Ten hours with basketball and blogging would have made O’Hare almost tolerable.
But have you been in O’Hare on a Sunday in mid-March? Stupid crowded.
And I’ve asked four different agents about wifi and they’ve pointed me to Laptop
Lane in another concourse–a place I checked out only to find the Lane wants
$.65 per minute for sitting in an Ethernet-connected office-closet. Wifi?

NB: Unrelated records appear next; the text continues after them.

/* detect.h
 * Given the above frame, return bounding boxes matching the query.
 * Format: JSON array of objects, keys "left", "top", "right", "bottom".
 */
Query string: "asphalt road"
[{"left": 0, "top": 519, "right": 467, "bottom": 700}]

No luck. I might’ve walked three or four miles around O’Hare, tried five
or six different not-so-hot spots, pried the agents for expertise, prayed to the
airline gods whose Wrath of O’Hare I’m enduring, and finally quit. No
basketball, except a few walk-by glimpses, and no wifi. Just tired-reading
Vygotsky and wishing for a nap (why can’t I sleep with this un-padded armrest
jamming my ribs?) and listening over and over and over again to CNN Headline
News piping into my site between the "last call for Moline" and "final boarding
call for Philadelphia" who can tell which is interrupting which?
So I have a thick stack of folded sheets with miscellaneous CCCC notes I
thought I’d have the time and concentration to give to coherence today, and I’m
overdue now to respond to emails and reground myself for the return from spring
break. This is my excuse and my decompression. It’s the best I could
do under the duress of a few unfortunate conditions.